Wang Yuping, Zhang Junfei
School of Statistics, Capital University of Economics and Business, Beijing, China.
School of Statistics and Mathematics, Central University of Finance and Economics, Beijing, China.
PeerJ Comput Sci. 2022 Mar 16;8:e923. doi: 10.7717/peerj-cs.923. eCollection 2022.
It is a challenging problem to classify multi-dimensional data with complex intrinsic geometry inherent, such as human gesture recognition based on videos. In particular, manifold structure is a good way to characterize intrinsic geometry of multi-dimensional data. The recently proposed sparse coding on Grassmann manifold shows high discriminative power in many visual classification tasks. It represents videos on Grassmann manifold using Singular Value Decomposition (SVD) of the data matrix by vectorizing each image in videos, while vectorization destroys the spatial structure of videos. To keep the spatial structure of videos, they can be represented as the form of data tensor. In this paper, we firstly represent human gesture videos on product Grassmann manifold (PGM) by Higher Order Singular Value Decomposition (HOSVD) of data tensor. Each factor manifold characterizes features of human gesture video from different perspectives and can be understood as appearance, horizontal motion and vertical motion of human gesture video respectively. We then propose a weighted sparse coding model on PGM, where weights can be understood as modeling the importance of factor manifolds. Furthermore, we propose an optimization algorithm for learning coding coefficients by embedding each factor Grassmann manifold into symmetric matrices space. Finally, we give a classification algorithm, and experimental results on three public datasets show that our method is competitive to some relevant excellent methods.

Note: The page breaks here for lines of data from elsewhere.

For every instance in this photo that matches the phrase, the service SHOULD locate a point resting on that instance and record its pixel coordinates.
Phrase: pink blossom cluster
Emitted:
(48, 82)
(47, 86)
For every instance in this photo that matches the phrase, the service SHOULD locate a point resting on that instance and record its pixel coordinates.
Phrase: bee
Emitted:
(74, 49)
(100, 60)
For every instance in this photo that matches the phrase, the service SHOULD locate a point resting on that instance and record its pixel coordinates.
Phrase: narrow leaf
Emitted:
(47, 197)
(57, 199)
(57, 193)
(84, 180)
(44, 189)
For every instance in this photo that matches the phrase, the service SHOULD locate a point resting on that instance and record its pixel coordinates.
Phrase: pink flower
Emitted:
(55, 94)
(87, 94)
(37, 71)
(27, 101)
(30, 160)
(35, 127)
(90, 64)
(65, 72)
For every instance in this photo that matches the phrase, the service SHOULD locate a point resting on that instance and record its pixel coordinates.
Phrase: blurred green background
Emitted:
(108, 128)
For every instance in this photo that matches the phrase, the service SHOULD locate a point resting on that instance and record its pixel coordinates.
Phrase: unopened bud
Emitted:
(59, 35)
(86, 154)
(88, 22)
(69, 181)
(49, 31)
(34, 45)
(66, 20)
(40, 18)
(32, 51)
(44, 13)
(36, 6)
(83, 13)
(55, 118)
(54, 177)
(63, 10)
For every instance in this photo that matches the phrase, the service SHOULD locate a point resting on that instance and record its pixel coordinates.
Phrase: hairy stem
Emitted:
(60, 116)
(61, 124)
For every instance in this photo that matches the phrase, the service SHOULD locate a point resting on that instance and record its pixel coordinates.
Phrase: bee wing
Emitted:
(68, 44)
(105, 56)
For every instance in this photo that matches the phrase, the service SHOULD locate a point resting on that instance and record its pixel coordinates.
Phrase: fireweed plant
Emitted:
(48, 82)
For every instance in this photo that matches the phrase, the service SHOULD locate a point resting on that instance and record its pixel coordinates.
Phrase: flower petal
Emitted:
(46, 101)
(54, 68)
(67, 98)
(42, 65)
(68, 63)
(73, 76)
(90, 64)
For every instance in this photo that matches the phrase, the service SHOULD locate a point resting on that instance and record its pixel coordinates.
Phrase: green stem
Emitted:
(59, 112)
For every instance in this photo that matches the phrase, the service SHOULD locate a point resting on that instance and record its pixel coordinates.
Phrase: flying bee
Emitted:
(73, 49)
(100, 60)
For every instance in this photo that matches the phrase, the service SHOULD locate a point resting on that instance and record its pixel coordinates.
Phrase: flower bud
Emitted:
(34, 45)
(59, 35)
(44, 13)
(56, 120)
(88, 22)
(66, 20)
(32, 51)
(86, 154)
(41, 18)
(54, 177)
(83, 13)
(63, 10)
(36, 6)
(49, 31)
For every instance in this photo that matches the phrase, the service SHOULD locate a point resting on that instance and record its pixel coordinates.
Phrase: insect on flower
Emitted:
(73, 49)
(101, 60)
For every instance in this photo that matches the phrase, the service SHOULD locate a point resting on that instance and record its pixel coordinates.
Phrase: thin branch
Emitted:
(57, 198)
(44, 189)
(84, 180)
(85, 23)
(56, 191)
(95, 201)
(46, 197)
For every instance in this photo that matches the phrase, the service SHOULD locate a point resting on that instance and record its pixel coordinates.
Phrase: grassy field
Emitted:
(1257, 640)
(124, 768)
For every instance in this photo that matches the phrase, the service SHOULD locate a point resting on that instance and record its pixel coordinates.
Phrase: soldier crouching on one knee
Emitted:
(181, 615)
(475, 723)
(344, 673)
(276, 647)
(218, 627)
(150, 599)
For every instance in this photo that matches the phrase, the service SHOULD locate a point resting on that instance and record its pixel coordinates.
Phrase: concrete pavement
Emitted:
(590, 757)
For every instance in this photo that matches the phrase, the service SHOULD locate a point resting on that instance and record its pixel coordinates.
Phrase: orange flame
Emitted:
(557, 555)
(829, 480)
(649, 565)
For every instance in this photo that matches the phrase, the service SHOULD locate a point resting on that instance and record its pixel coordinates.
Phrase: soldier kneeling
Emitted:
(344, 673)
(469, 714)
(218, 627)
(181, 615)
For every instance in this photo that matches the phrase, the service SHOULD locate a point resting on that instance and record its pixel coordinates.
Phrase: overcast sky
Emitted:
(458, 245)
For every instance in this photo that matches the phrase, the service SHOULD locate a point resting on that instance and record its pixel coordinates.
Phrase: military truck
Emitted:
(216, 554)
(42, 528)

对具有复杂内在几何结构的多维数据进行分类是一个具有挑战性的问题,例如基于视频的人体手势识别。特别是,流形结构是表征多维数据内在几何结构的一种好方法。最近提出的格拉斯曼流形上的稀疏编码在许多视觉分类任务中显示出很高的判别能力。它通过对视频中的每个图像进行向量化,利用数据矩阵的奇异值分解(SVD)在格拉斯曼流形上表示视频,而向量化破坏了视频的空间结构。为了保持视频的空间结构,可以将它们表示为数据张量的形式。在本文中,我们首先通过数据张量的高阶奇异值分解(HOSVD)在乘积格拉斯曼流形(PGM)上表示人体手势视频。每个因子流形从不同角度表征人体手势视频的特征,分别可以理解为人体手势视频的外观、水平运动和垂直运动。然后,我们在PGM上提出了一种加权稀疏编码模型,其中权重可以理解为对因子流形重要性的建模。此外,我们提出了一种通过将每个因子格拉斯曼流形嵌入对称矩阵空间来学习编码系数的优化算法。最后,我们给出了一种分类算法,在三个公共数据集上的实验结果表明,我们的方法与一些相关的优秀方法相比具有竞争力。